Dua hari setelah Dira mengumpulkan formulir pendaftaran ekskul PMR, perempuan itu mendapat pesan yang berisikan tentang kegiatan penerimaan anggota baru PMR. Lusa, dia harus ikut serta dalam rapat yang diadakan setelah pulang sekolah oleh ekskul yang dia ambil.
"Jadi, beneran masuk PMR?" tanya Santi yang ternyata ikut membaca pesan di ponsel Dira saat perempuan itu membukanya.
Dira mengangguk. "Iya, kalau kamu ngambil apa jadinya?"
"Aku ngambil Paskibra sih rencananya, cuman nggak tau bakal keterima atau enggak. Soalnya banyak yang mau masuk juga."
Paskibra di sekolah Dira memang cukup terkenal sehingga banyak siswa yang juga ingin masuk ke dalamnya. Tetapi, Dira menjadi salah satu siswa yang tidak tertarik untuk masuk ke dalam ekskul tersebut karena tinggi tubuhnya yang jauh dari kriteria untuk masuk. Namun, Santi kemungkinan bisa masuk karena dia jauh lebih tinggi dari Dira.

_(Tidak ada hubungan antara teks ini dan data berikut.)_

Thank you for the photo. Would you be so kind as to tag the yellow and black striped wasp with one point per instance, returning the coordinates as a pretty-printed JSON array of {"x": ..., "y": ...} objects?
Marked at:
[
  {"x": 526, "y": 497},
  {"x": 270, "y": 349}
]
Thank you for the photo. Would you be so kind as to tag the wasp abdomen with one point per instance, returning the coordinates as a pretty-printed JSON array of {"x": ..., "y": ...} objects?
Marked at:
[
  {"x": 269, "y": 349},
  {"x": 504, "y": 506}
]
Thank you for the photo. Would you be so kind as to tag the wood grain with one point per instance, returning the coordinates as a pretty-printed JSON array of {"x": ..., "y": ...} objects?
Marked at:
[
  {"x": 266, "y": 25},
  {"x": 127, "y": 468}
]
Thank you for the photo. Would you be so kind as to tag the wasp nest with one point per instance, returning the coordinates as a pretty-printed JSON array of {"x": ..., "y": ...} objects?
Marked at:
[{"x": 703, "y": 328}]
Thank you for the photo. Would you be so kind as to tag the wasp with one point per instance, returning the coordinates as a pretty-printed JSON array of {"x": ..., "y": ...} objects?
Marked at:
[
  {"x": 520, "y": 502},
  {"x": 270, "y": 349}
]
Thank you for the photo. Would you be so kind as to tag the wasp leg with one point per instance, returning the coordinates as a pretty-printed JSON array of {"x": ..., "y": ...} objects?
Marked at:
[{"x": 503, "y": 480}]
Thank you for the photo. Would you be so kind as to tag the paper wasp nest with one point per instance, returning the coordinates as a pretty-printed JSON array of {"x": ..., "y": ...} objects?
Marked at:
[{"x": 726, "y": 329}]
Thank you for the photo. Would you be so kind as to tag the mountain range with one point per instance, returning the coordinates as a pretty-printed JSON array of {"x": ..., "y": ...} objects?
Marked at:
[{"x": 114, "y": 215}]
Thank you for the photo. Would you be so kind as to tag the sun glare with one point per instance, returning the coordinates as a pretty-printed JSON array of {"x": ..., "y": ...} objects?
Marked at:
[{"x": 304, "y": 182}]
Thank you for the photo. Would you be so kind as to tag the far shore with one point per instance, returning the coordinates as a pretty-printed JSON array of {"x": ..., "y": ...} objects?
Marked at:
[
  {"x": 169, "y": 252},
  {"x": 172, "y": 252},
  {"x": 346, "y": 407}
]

Saat istirahat, Dira dan Santi lagi-lagi tidak mendapatkan tempat di kantin dan memutuskan untuk hanya membeli makanan juga minuman. Rencananya mereka akan pergi ke taman belakang sekolah untuk makan siang dan berbincang sejenak.
Sepanjang perjalanan, Dira dan Santi asyik berbincang hingga tanpa sadar keduanya sampai di taman yang ternyata cukup ramai tersebut. "Tumben banget rame," ucap Santi sembari memperhatikan sekitar.

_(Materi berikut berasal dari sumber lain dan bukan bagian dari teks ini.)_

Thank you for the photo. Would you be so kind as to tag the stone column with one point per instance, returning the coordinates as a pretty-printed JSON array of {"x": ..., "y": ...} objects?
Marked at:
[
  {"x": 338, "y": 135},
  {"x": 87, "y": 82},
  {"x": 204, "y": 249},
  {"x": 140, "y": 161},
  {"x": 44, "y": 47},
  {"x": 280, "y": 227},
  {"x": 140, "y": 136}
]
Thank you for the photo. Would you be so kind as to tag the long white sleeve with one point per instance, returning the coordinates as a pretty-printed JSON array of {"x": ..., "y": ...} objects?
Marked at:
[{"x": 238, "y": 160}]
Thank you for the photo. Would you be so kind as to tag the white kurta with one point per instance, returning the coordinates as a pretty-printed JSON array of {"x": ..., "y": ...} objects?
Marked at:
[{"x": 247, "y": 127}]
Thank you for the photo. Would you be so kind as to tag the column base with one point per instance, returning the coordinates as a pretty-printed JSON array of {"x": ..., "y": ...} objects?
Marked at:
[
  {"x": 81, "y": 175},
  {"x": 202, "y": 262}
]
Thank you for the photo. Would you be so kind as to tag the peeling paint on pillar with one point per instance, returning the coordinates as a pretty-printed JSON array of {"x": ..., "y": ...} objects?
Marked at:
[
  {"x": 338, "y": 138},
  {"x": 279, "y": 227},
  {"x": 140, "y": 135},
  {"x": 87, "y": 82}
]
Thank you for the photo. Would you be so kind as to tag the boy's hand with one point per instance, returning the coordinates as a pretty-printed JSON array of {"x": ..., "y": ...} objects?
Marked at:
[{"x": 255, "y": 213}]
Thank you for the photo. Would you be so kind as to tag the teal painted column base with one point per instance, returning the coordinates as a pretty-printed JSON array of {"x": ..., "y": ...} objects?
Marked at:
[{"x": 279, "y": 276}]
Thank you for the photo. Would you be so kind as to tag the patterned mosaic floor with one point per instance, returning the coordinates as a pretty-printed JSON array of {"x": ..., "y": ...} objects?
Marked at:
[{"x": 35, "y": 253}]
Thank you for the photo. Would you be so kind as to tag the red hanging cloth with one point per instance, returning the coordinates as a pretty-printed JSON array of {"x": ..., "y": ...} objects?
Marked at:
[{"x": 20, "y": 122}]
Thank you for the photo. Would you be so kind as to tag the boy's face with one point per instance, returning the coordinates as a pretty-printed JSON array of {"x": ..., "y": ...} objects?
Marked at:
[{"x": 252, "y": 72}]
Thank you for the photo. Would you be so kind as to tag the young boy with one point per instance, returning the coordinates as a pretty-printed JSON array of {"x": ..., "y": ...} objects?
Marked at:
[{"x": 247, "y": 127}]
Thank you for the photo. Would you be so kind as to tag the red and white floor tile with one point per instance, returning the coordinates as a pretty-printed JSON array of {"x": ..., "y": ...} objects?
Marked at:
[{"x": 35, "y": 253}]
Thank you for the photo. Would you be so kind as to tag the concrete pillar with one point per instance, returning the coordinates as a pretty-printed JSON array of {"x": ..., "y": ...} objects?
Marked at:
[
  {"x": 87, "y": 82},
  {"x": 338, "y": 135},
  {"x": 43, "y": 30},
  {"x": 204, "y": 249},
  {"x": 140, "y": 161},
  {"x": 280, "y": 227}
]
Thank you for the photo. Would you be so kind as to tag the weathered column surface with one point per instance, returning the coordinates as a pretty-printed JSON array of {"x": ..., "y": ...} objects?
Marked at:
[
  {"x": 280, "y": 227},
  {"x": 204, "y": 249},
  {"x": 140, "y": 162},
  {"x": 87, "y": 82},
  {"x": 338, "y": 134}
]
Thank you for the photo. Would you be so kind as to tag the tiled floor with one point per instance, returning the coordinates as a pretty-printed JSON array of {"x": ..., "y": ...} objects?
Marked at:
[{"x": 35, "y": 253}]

Dira ikut melakukan hal yang sama dan matanya kemudian menatap lapangan basket yang ternyata tengah digunakan. "Tuh, penyebabnya," ucap Dira memberi jawaban.
Kedua perempuan itu kemudian duduk di salah satu kursi di taman dan ikut memperhatikan orang-orang yang tengah bermain basket. Sepertinya mereka tengah latihan karena menggunakan pakaian basket dan bukan pakaian sekolah seperti biasanya.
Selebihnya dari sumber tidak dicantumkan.